Great post, Kay. I love the way you recalled this memory. I didn't get to go on a senior trip. Don't think they had one at my high school.I would have been just like you about the subway, the food, etc. We were taught those things and to this day I don't like to ride Marta in Atlanta and I'd be skeptical of subways in any city.
Your illness after the trip must have been horrendous. Thanks for sharing. Old photos are my favorite method of stirring the memory pot.

Vicki Lane said...

Love this post, Kay! Our senior trip in 1960 was to DC and NY. We saw MY FAIR LADY (from a balcony so high up that the people on stage were like tiny dolls. I still remember the shock of seeing an interracial couple in a restaurant -- and the waitress who, when given a breakfast request said, "What's grits?"

Mary Welk said...

Thanks for the memories, Kay. I have a similar picture of my class waiting to board a plane in Chicago in 1964 for our trip to D.C. and N.Y. Like you, we all wore suits, hats, heels, and white gloves. Greenwich Village was the N.Y. hot spot that year, and a bunch of us crammed into a taxi to get there. I thought I was going to die. Our driver was a madman who cut off every car in his way, honked his horn and swore at nearby drivers, and generally scared us silly speeding through red lights and around corners while totally disregarding any pedestrian in his path. Our bus tour of Washington was much more sedate! :)

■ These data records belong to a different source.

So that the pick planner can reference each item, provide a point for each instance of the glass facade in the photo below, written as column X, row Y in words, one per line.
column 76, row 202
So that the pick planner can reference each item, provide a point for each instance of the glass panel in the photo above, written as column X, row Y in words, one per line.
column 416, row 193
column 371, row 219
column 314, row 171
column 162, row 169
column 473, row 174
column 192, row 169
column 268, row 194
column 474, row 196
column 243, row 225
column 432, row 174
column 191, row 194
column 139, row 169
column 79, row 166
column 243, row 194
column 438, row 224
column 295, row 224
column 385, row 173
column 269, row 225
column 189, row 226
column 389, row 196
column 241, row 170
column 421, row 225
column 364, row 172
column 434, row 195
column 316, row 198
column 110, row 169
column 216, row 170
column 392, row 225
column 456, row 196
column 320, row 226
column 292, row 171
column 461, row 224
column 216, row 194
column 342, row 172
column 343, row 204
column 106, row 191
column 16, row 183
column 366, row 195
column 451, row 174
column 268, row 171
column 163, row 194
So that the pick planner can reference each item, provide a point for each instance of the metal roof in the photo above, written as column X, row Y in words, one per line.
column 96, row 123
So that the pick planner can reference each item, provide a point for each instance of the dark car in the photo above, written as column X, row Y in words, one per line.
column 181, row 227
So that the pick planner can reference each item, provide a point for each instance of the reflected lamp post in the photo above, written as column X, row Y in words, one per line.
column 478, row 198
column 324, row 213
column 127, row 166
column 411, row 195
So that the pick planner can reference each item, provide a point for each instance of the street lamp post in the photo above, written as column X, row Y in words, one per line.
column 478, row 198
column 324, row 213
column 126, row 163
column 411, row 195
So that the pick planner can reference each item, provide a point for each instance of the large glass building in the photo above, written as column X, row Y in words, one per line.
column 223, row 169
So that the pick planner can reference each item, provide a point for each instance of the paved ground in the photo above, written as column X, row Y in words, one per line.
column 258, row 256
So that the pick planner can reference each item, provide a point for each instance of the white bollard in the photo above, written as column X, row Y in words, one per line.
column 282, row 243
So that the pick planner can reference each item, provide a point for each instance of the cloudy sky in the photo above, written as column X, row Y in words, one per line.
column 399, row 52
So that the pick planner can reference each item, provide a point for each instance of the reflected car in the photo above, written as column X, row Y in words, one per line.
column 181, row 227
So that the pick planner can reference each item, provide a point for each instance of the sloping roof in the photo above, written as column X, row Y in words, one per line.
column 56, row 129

Kathryn Stripling Byer said...

Hi Glenda, Vicki, and Mary, your posts really resonated. Subways still scare, and the one in Budapest last fall---lordy, it made me remember my first trip to NYC. And Vicki, I had the same reaction to interracial couples. We were shocked. Grits, hah! Now everybody knows what that is. We encountered one of the rudest waitresses ever in NYC. And also, another time, one of the most likable.
Mary, thank goodness I didn't go through a taxi ride like yours. I bet that driver really wanted to scare you. Yes, DC was more sedate, but my memories of it are not as vivid as the ones from NYC.